I found out for myself how true that was the day I finally stood up for myself.
I faced bullying all through school – insults, slurs, occasional shoves. Sometimes it spilled over into violence. Since I was shy, effete, weak, it seemed as if I walked through school with a target on my back saying “Hit me”.
I couldn’t tell anyone about the bullying – that’s the way of it. It’s designed to lower your self esteem, to break you, to make you as weak as the bullies say you are. You mistake asking for help as confirming that weakness, when actually that’s not true. The courage to tell someone you’re bullied shows a real strength of character. But hindsight, as they say, is a great thing.
There was one guy who used to pick on me a lot. A tall, lanky streak of piss, he should have been easy to stand up to. Yet he was one of those psychological bullies, one of those boys who seemed to know exactly how to get into your head. Red haired, red faced, always laughing. But underneath that monkey grin, anger bubbled, and maybe that’s what he took out on me.

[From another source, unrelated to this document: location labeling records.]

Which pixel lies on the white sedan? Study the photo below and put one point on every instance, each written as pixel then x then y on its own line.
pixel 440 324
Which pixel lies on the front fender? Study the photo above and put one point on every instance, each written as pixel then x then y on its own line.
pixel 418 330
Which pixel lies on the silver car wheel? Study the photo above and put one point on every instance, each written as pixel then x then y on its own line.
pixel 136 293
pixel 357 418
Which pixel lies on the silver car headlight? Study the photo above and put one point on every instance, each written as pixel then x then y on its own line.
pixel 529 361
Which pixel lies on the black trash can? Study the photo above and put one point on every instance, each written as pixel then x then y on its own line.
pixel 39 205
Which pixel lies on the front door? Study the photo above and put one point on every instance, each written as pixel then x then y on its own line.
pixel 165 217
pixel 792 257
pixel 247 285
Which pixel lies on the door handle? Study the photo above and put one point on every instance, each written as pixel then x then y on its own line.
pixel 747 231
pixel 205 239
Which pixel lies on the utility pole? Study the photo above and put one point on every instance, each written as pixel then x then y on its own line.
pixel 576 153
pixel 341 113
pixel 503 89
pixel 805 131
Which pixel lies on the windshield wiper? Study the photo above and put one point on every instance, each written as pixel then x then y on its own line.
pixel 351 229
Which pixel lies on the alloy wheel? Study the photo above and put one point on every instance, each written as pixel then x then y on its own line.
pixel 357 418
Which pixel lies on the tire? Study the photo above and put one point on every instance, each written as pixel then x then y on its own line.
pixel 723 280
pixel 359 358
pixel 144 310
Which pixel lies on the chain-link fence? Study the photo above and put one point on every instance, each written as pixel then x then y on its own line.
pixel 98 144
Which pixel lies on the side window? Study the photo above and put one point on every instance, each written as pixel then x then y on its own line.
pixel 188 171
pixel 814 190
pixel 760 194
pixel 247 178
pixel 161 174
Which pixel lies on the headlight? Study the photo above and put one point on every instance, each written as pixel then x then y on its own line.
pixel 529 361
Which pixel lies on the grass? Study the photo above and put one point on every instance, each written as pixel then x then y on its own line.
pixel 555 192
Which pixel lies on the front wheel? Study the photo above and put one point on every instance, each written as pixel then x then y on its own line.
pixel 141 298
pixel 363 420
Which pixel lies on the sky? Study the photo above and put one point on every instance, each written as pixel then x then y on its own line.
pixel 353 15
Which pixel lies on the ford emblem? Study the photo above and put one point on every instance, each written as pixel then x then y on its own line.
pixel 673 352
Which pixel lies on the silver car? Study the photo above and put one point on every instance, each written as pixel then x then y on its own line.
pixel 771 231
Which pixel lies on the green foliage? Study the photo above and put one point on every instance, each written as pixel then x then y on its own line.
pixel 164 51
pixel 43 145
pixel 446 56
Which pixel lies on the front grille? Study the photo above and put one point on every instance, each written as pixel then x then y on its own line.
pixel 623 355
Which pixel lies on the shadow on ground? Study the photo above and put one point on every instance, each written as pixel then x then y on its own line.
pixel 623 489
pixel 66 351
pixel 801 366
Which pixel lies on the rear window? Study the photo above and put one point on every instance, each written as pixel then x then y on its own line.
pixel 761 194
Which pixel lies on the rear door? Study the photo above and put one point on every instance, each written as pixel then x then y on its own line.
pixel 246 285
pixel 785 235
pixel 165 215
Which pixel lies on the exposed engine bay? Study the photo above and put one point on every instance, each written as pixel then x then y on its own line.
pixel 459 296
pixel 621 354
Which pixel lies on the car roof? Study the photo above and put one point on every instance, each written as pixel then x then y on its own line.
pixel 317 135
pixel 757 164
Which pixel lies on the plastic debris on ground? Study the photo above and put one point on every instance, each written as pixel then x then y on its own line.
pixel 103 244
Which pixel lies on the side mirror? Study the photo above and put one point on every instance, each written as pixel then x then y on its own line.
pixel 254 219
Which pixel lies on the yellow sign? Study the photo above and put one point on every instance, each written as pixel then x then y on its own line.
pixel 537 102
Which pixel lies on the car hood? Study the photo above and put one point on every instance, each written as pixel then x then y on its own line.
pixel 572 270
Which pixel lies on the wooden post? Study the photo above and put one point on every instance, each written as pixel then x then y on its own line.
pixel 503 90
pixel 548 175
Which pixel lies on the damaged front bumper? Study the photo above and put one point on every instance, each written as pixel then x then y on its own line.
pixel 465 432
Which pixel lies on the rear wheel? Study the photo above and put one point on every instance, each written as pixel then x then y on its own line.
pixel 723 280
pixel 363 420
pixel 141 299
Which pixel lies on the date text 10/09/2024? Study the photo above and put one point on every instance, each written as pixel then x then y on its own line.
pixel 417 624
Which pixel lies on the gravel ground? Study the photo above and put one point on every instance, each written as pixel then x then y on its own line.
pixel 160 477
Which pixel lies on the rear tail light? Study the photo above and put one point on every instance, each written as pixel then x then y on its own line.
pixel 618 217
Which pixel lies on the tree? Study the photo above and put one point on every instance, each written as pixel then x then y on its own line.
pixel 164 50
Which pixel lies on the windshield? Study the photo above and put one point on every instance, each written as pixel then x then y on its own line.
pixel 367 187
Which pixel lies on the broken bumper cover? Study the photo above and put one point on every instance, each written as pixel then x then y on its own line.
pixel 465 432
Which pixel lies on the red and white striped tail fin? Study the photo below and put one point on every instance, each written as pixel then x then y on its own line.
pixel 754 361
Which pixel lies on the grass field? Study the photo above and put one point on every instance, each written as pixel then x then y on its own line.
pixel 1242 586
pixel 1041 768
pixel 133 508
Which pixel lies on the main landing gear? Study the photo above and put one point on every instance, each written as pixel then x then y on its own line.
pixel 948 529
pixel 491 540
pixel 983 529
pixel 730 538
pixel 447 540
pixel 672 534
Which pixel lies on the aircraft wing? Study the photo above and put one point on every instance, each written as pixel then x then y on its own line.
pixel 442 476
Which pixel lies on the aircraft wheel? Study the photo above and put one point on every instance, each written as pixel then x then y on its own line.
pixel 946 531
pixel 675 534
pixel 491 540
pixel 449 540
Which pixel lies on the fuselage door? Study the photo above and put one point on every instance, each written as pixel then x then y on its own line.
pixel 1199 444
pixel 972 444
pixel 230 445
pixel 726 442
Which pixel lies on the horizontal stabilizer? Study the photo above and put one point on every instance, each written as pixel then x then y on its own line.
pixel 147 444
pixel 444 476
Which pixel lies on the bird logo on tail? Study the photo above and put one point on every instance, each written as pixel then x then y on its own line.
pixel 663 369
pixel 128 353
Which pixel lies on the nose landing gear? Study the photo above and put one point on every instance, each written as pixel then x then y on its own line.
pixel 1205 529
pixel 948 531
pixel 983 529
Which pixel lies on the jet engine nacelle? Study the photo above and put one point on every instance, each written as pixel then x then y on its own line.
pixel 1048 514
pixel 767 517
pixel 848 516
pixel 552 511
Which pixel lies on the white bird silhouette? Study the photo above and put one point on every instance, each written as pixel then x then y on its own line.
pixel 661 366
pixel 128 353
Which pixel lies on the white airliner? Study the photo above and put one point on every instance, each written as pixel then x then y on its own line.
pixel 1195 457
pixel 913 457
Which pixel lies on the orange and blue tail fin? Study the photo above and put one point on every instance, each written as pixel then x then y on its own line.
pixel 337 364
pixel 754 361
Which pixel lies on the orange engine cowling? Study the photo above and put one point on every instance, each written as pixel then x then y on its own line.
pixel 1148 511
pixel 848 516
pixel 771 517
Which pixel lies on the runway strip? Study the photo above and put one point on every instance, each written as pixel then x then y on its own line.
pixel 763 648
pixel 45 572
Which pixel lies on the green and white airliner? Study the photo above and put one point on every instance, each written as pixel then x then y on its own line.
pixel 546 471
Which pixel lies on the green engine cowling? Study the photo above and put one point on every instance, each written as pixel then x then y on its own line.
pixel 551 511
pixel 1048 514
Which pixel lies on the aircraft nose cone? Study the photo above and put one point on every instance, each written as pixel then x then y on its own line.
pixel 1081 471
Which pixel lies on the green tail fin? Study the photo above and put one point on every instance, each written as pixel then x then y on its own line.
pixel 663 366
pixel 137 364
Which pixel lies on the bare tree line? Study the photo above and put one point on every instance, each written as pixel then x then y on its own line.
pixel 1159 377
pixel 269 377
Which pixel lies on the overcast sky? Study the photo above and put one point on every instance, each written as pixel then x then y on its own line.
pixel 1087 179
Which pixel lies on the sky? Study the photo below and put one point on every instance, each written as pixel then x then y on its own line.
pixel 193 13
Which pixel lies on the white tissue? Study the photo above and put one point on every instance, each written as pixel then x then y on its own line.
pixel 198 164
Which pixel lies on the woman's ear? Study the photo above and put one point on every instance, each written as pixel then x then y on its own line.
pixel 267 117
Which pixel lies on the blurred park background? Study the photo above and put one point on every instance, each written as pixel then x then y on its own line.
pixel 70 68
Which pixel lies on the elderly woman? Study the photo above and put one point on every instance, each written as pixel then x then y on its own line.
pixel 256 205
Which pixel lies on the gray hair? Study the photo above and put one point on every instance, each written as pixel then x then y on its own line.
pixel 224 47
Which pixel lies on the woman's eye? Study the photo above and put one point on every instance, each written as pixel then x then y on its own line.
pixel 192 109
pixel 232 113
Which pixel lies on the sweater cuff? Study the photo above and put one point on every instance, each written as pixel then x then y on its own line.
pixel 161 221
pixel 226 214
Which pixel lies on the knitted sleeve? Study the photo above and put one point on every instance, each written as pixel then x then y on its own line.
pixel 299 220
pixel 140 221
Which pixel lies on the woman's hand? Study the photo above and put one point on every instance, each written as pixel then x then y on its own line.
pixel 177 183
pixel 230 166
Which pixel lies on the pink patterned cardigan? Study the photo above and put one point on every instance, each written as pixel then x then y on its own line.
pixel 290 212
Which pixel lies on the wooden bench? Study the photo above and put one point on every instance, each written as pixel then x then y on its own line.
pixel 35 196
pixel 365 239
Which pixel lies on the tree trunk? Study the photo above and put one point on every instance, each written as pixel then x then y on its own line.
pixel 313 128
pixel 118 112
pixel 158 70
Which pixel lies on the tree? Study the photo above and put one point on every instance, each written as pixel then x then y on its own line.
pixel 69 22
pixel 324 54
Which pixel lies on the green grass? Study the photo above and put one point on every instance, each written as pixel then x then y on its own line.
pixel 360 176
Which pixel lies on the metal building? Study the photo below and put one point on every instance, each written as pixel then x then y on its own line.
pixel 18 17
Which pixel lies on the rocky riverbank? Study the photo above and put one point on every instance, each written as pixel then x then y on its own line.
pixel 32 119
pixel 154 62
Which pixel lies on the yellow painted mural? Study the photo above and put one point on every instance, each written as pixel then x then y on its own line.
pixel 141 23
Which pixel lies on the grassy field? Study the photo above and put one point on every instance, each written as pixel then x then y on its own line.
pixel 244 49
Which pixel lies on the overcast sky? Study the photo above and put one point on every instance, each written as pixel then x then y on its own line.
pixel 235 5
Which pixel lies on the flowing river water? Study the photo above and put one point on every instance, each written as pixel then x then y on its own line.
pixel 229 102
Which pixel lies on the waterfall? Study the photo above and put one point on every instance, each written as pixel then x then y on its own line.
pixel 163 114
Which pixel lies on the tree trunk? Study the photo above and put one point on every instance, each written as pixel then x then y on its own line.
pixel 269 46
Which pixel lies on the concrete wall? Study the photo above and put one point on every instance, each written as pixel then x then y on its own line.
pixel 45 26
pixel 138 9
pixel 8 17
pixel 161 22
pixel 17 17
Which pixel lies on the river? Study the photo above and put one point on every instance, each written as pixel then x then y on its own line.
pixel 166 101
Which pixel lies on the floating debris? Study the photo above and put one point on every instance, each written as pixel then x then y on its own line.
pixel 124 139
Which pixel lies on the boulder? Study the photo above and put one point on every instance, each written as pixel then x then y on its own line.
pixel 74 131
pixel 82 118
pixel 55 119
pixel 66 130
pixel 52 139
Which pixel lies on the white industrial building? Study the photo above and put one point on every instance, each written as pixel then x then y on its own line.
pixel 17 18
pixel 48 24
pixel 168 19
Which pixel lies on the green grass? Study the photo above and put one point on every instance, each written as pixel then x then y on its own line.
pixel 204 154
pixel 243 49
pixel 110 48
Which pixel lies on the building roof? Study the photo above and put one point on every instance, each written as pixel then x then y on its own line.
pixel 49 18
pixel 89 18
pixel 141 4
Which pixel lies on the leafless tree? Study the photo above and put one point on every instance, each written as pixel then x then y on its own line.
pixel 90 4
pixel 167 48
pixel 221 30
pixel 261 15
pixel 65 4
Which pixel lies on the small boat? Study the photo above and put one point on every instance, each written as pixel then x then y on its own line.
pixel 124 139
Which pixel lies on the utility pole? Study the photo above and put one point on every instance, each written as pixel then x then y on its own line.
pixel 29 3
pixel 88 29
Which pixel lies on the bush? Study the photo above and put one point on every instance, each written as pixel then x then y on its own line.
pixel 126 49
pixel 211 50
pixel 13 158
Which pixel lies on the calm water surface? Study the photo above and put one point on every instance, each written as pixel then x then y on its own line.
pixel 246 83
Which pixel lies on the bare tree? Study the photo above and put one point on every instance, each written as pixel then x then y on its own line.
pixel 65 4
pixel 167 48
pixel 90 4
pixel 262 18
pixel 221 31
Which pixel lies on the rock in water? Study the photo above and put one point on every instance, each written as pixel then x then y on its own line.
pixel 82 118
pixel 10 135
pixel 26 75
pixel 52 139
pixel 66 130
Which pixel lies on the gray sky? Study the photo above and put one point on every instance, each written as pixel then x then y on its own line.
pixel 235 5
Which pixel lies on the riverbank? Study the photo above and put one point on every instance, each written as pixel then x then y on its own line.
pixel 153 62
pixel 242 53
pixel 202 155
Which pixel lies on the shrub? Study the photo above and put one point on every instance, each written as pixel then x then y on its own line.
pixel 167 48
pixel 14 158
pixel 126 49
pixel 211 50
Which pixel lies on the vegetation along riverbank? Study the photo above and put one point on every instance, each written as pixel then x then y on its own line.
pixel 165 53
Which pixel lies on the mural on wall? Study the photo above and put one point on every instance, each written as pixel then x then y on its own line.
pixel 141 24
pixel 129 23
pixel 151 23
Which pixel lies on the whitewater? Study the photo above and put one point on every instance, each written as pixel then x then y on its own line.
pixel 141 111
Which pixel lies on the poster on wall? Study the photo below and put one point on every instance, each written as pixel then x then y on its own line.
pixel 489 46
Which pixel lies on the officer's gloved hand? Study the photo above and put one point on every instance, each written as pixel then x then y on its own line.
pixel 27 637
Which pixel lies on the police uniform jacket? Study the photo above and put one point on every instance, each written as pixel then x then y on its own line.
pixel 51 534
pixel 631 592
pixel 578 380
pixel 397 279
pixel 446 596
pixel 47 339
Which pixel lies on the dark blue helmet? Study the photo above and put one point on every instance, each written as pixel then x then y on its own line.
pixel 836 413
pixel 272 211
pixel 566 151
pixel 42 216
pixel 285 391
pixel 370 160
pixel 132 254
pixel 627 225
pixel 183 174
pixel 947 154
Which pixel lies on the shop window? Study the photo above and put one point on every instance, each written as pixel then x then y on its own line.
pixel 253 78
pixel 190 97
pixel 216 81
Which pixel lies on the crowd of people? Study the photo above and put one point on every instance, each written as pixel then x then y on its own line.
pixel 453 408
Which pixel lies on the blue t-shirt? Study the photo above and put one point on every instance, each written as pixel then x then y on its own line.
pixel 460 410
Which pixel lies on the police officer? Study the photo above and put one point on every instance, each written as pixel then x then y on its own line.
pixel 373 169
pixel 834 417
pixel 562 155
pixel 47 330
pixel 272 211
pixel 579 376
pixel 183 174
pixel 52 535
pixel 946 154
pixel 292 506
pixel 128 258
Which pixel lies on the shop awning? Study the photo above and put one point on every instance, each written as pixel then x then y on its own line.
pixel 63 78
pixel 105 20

He and his gang used to shove me around and call me names, all the usual ones. No wit among them, just basic, banal slurs.They’d push me around sometimes – corner me and shove me, or trip me up, desperate to make me angry, to lose it. I never did. I’d bite my lip to keep the tears at bay, face reddening with humiliation.
One day though, I finally snapped. I was in my last year at the school, and I’d had enough. Enough humiliation, enough shame, enough of this gangly prick and his cohorts.
They started as they always did, shoving my chest and shoulders, singing their insults at me. This time though, I “squared up”, as we say – set my shoulders and told this Neanderthal to “bring it on”. The shock on his face was priceless, but it gave way to anger. Seems like he never wanted me to react after all.
He came for me with those nasty, aggressive eyes, and punched my cheek. It might have hurt him more than me, knuckle on solid bone, but it did hurt. I didn’t cower though. I launched myself at him and punched him right in the nose, bringing blood. He fell to the ground and I kicked him, once, twice, again.
Just as his pals were coming to his aid, Mister Mulligan, the Tech teacher, rounded the corner. Grabbed us both, took us to the headmaster’s office.
I won’t bore you with the details of what happened there. The teachers were as ineffectual as ever. The boys kept up the insults after that, but they also kept their distance.
I’ve only been in two fights since then, and I’ve come out on top twice. I’m not proud that my ability to inflict violence defines my masculinity. I am glad I can stand up for myself now though. The real moral of the story though is, tell someone, anyone, immediately. Don’t take that kind of abuse for any longer than you have to.
Don’t let the bullies force you to become someone you aren’t.